桜ふたたび 前編

3、追憶

先斗町はすでに夜を迎えていた。店々の看板には灯が点され、打ち水された石畳に滲んだ明かりを落としている。

板場で仕込みを続けていた慎一が、人の気配に入口へ顔を向け、「おう」と緩めた頬が、「おこしやす」の途中で引き攣った。

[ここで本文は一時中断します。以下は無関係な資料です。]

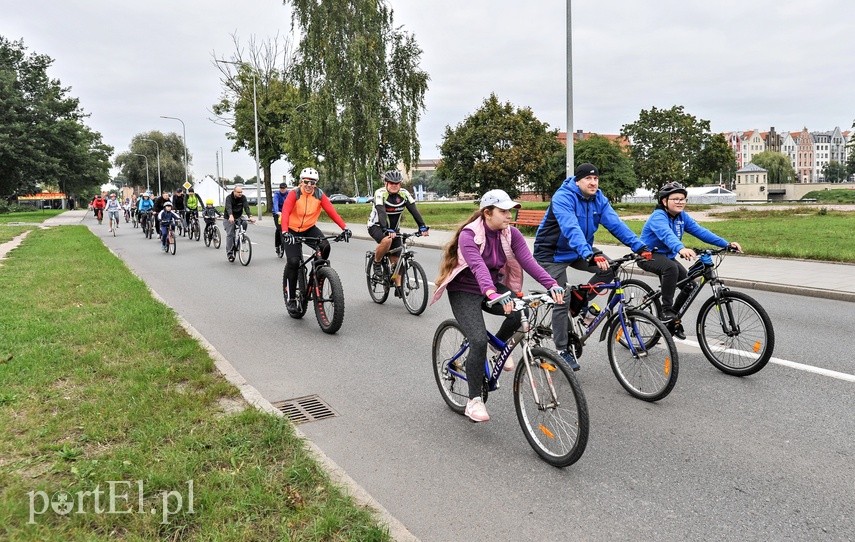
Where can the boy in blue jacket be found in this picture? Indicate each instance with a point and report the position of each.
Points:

「ようこそおこしやす。あら? ジェイさん。日本においでやしたんどしたか? 今日は、おふたりで?」

暖簾から顔を覗かせた女将に、慎一は「要らんこと言うな」と口の中で呟いて、苛々と布巾で包丁を拭っている。

丸窓の花籠には、色づき始めたモミジがあった。

ジェイは席に着くなり、

「明日、東京へ戻ったら、その足でFrankufurtに発つことになった」

まるで業務連絡のように言った。

「ドイツ、ですか……」

ニューヨークと聞くよりずいぶん遠い国に感じる。地球儀を廻せば、日本からの距離はさほど違わないのに。

今度はいつ逢えるのだろう──。澪が飲み込んだ質問を読んだように、

「今回は六ヶ月はかかる」

澪は胸を突かれたように小さく項垂れた。
半年──。覚悟はしていたけどあまりに長い。

「クリスマス にItaliaで会おう」

食事に誘われたような感覚で頷いて、澪は慌てて聞き返した。